The platform divides into four planes: the catalog plane (track metadata, audio files, licensing), the streaming plane (audio delivery, CDN, offline sync), the social and discovery plane (playlists, following, recommendations), and the analytics plane (listening history, ML pipelines).

Catalog: tracks are uploaded by labels/distributors, transcoded to OGG Vorbis (Spotify's primary format) at 5 quality levels, and stored in S3. A CDN (Akamai and Cloudflare in tandem) caches audio segments globally. Track metadata (title, artist, album, duration, ISRC) is stored in PostgreSQL; lyrics sync data in a separate service. Licensing data (which tracks are available in which countries) is cached in Redis per user session.

Streaming: when a user plays a track, the client requests audio from the CDN directly. For premium users, the client prefetches the next 2-3 tracks in the queue while the current track plays (reducing perceived latency for track changes to zero). For free users, ad insertion is handled by a server-side ad stitching service that dynamically inserts audio ads into the stream. Offline downloads: tracks are encrypted with a per-device key (DRM via Widevine) and stored in the device's local file system. Playback requires an active premium subscription verified at session start.

Recommendations: Spotify's recommendation engine is the platform's core differentiator. Collaborative filtering (matrix factorization on the 500M-user × 100M-track listening matrix) generates user embeddings and track embeddings. Cosine similarity between user embedding and track embeddings identifies recommended tracks. The embedding models (deployed via TorchServe) are queried at low latency to power real-time radio (next track prediction) and are batched-computed weekly for Discover Weekly playlist generation.

Core Components

Audio Transcoding Pipeline

New tracks from label uploads go through an automated quality control and transcoding pipeline. FFmpeg produces: OGG Vorbis at 24 Kbps (lowest), 96 Kbps, 160 Kbps (standard), 320 Kbps (high), and FLAC (lossless) variants. Each variant is split into 30-second segments (for CDN caching efficiency and random access within a track).

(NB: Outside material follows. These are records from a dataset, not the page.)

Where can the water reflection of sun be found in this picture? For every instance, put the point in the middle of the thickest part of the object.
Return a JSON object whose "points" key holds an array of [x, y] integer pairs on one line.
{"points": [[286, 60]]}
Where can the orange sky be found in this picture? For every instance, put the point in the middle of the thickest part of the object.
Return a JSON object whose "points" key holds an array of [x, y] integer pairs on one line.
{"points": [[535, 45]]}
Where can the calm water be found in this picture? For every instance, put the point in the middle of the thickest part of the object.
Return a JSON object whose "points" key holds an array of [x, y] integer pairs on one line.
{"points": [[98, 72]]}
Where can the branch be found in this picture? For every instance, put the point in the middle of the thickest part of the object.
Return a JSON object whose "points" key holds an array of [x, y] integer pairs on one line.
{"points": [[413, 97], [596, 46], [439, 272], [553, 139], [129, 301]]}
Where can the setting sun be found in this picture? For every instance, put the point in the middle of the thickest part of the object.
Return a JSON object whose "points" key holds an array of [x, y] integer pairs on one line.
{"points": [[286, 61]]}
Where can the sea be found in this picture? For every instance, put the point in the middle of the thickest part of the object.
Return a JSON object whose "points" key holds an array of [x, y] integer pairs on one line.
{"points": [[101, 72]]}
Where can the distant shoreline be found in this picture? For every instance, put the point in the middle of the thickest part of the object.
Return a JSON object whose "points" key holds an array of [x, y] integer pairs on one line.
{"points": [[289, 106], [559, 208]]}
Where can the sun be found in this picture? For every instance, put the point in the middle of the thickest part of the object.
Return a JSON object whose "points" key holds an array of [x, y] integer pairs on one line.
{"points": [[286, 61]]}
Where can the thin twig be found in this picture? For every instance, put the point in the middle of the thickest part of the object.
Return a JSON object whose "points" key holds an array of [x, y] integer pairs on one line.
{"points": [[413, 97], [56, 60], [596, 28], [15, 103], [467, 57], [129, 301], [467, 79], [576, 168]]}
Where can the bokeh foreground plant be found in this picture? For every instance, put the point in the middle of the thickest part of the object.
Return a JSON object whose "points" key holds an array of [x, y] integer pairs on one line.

A loudness normalization pass (EBU R 128 standard) ensures consistent perceived volume across tracks. Transcoding jobs run on a Spot instance fleet, processing ~500k new tracks/day. The transcoded segments are stored in S3 with public-read access (protected by signed URLs for premium-only qualities).

Recommendation Engine

The recommendation engine uses a two-stage approach: retrieval (find candidate tracks) and ranking (sort candidates by predicted user preference). Retrieval uses Approximate Nearest Neighbor search (FAISS index) over track embeddings — given a user's embedding vector, find the 500 nearest tracks in embedding space in <10ms. Ranking applies a neural network (MLP with user context features: time of day, device type, recent listening history) to score the 500 candidates and return the top 20. The user embedding is updated in real time using an online learning signal (positive: listened >30 seconds; negative: skipped in first 10 seconds), stored in Redis and merged with the batch-trained embedding nightly.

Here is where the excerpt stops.